„Mit Bildung die Gesellschaft verändern – aber wie? Ideen für die Schule von morgen“ war Thema einer Zukunftswerkstatt der JBZ bei der Sommerakademie 2021 des Forum Umweltbildung, die unter dem Motto „Denken wir groß“ stand. Carmen Bayer und Hans Holzinger erarbeiteten mit Lehrer:innen, Ausbildner:innen sowie in NGOs Engagierten Vorschläge für ein zukunftsweisendes Bildungssystem, das Nachhaltigkeit ernst nimmt. Offene Lernlabore, die Verbindung von Schule und Leben sowie die Umsetzung neuer Inhalte und Methoden waren einige der entwickelten Ideen. Von den Teilnehmenden formulierte Wünsche an das österreichische Bildungssystem werden an Bundesminister Werner Fassmann übermittelt.

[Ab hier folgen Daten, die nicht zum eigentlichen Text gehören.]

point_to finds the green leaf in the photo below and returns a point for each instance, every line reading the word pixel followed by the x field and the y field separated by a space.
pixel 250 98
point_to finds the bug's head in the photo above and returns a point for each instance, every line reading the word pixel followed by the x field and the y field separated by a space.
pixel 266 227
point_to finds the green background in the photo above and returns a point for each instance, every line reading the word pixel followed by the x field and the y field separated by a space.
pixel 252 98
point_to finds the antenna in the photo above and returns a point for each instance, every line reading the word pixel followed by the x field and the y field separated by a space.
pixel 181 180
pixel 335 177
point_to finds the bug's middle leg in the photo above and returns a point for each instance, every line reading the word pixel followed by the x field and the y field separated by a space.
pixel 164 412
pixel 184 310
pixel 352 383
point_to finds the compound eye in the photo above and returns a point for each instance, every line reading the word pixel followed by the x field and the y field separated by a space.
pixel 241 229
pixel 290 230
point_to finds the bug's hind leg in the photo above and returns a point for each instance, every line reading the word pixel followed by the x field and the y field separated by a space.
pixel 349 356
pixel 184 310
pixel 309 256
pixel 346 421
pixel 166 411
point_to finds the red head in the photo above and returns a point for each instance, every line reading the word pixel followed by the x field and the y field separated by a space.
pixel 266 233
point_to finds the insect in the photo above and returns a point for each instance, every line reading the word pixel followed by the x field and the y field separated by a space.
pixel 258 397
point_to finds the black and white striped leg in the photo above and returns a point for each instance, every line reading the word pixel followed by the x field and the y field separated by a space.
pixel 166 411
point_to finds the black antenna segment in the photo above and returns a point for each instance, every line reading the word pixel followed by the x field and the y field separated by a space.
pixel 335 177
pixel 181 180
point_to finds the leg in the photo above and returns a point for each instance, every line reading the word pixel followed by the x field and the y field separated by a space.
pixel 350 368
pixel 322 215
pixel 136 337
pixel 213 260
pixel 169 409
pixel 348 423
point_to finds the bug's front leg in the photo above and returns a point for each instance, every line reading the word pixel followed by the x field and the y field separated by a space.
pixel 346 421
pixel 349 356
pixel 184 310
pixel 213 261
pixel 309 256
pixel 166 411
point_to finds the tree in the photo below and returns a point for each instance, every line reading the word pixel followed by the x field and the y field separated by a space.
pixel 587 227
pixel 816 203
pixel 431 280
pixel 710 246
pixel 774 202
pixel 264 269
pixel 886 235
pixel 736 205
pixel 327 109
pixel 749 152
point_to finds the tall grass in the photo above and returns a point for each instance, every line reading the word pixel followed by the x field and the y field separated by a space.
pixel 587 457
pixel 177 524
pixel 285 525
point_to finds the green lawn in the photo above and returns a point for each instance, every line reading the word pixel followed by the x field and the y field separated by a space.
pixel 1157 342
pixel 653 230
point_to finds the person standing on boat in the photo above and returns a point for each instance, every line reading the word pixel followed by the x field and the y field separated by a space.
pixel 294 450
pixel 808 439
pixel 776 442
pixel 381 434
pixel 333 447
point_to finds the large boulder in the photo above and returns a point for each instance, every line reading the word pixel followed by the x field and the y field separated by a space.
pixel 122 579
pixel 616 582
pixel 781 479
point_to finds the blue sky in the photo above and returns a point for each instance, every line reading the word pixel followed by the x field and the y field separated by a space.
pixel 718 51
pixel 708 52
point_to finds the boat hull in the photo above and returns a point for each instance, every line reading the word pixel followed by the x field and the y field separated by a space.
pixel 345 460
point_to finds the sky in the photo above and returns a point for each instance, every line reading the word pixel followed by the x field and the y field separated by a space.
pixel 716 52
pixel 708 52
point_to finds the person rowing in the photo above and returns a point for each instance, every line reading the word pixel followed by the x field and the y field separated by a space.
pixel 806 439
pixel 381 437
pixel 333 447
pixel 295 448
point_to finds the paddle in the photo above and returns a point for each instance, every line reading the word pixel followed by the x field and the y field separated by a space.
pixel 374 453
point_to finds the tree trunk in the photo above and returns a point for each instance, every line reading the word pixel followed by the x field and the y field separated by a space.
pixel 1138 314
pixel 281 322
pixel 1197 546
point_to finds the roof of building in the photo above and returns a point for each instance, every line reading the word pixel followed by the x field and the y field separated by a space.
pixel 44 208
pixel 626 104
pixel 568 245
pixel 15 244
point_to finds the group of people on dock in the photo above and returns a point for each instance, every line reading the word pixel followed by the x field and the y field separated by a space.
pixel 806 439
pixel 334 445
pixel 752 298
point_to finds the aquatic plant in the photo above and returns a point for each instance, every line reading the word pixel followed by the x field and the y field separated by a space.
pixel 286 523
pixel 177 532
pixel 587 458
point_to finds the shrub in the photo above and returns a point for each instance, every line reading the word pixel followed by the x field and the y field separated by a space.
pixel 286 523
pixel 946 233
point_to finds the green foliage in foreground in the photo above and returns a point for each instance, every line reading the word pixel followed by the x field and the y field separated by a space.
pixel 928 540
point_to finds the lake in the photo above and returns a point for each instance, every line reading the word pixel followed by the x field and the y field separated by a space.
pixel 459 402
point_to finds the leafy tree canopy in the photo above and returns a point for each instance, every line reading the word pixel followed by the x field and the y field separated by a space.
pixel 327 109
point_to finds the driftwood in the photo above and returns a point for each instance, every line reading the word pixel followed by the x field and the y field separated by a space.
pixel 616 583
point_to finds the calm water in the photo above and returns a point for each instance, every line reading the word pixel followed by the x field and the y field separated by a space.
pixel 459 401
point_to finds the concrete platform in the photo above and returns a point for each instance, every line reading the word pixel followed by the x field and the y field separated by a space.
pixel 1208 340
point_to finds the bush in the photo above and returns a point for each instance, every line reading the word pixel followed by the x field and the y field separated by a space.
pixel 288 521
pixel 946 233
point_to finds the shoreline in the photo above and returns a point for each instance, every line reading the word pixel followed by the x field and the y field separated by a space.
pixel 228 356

In Brainstormings wurden Lösungen für benannte Probleme gesucht, in Plakatskizzen Entwürfe für eine Schule von morgen erstellt, ergänzt um Zukunftskompetenzen und zu vermittelde Werthaltungen. Offene, helle Räume, Werkstätten und Lernlabore, die Einbindung der Schule in die Gemeinde bzw. den Stadtteil, die Nutzung erneuerbarer Energiequellen, Gebäude aus dem nachwachsenden Rohstoff Holz sowie die Verbindung mit Gärten, Baumhäusern und Wasser kamen dabei immer wieder als Elemente zum Tragen. Dass Lernen auch in der Natur stattfinden kann, zeigten die Zukunftswerkstätten selbst: gearbeitet wurde im Schlosshof von Seggau unter einem großen Nussbaum.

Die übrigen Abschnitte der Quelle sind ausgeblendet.